Most people on hearing this question are going to ask: do restrictions on housing development lead to higher prices? We haven't seen any connection in recent years between housing prices and... well... anything tangible. Nor has the housing bust been associated with loosening of regulations. So while there may be a theoretical possibility that restrictions lead to higher prices, we know that those aren't the forces moving the markets today.


Friday, June 04, 2010

Big Government Big Business and Liberty

The massive oil spill in the Gulf of Mexico is deeply depressing. It should also be instructive. The reason the government isn't doing more to respond to the oil spill is because Republicans have spent the last 30 years making damn sure it didn't have the capability to do so. At the same time, the fact that BP was able to rack up hundreds of safety violations and still continue operating its dangerous wells is due to a combination of Republican gutting of regulatory agencies across all policy areas (from financial practices to coal mines to oil drilling), and a willful refusal to impose costs on those companies the few remaining investigators did manage to catch violating regulations.

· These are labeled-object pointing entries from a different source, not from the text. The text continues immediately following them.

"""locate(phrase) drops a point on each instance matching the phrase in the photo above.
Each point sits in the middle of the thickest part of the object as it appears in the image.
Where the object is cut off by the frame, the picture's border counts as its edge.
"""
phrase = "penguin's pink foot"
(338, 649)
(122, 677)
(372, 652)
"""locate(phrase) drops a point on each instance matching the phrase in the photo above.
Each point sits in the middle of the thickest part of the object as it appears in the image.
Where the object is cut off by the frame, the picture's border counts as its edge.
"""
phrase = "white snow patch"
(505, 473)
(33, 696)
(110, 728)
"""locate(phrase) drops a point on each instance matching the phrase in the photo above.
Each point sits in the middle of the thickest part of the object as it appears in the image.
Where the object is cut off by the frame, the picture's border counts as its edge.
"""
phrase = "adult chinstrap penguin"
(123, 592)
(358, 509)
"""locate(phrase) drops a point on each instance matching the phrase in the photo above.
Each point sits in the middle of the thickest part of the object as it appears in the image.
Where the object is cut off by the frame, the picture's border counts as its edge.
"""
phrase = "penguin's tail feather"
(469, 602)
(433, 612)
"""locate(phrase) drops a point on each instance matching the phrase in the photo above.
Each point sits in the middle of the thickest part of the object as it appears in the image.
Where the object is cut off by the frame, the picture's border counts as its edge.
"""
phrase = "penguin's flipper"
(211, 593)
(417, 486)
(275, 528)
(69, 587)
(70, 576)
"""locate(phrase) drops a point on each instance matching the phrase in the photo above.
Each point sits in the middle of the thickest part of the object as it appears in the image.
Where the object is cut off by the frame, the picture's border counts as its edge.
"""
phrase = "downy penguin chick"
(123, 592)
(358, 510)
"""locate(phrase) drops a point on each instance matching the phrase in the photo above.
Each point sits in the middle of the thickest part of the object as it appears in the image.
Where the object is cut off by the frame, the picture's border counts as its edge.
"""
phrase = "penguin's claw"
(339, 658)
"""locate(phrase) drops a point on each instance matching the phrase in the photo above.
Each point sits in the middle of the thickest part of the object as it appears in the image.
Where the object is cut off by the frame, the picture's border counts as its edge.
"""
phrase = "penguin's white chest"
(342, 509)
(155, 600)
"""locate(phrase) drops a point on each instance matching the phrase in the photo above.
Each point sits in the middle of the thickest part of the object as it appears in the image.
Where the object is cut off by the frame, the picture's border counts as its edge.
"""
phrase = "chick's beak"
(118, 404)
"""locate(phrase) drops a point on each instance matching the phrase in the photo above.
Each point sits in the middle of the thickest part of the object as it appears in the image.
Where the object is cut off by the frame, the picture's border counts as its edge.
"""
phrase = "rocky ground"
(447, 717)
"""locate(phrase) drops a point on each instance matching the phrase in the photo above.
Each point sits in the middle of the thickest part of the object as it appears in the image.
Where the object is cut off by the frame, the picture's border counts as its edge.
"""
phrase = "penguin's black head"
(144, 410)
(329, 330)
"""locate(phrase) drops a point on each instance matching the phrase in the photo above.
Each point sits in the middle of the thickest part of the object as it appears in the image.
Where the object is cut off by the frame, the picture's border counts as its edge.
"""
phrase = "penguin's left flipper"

I think this is the core of the story. However, the press has decided that the story is "Obama fails to react swiftly." OK, fine. Let's assume that Obama could have acted more swiftly. What exactly could he have done? The government does not have the equipment or personnel to do anything. The best the Obama administration can do with the tools Reagan, Bush, Gingrich, and Bush II have left it is spew outrage at BP. But somehow it is easier to blame Obama than a 30 year trend in policy change.

So what does this have to do with liberty? How much liberty do the people on the Gulf Coast have? The negligence of a single company has robbed tens of thousands of their livelihoods, tens of thousands more of important value of their property, not to mention the irreparable damage to public lands along the coast and the ecosystem of the Gulf itself. And it wasn't big government that robbed them of these things. It was the rogue behavior of a giant corporation that government could have but failed to hold accountable for the consequences of its actions until it was too late.

In the end, although I support a free market approach in most cases, this is why I'm a Democrat. I'm more afraid of BP than I am of the Census Bureau or the Department of Education.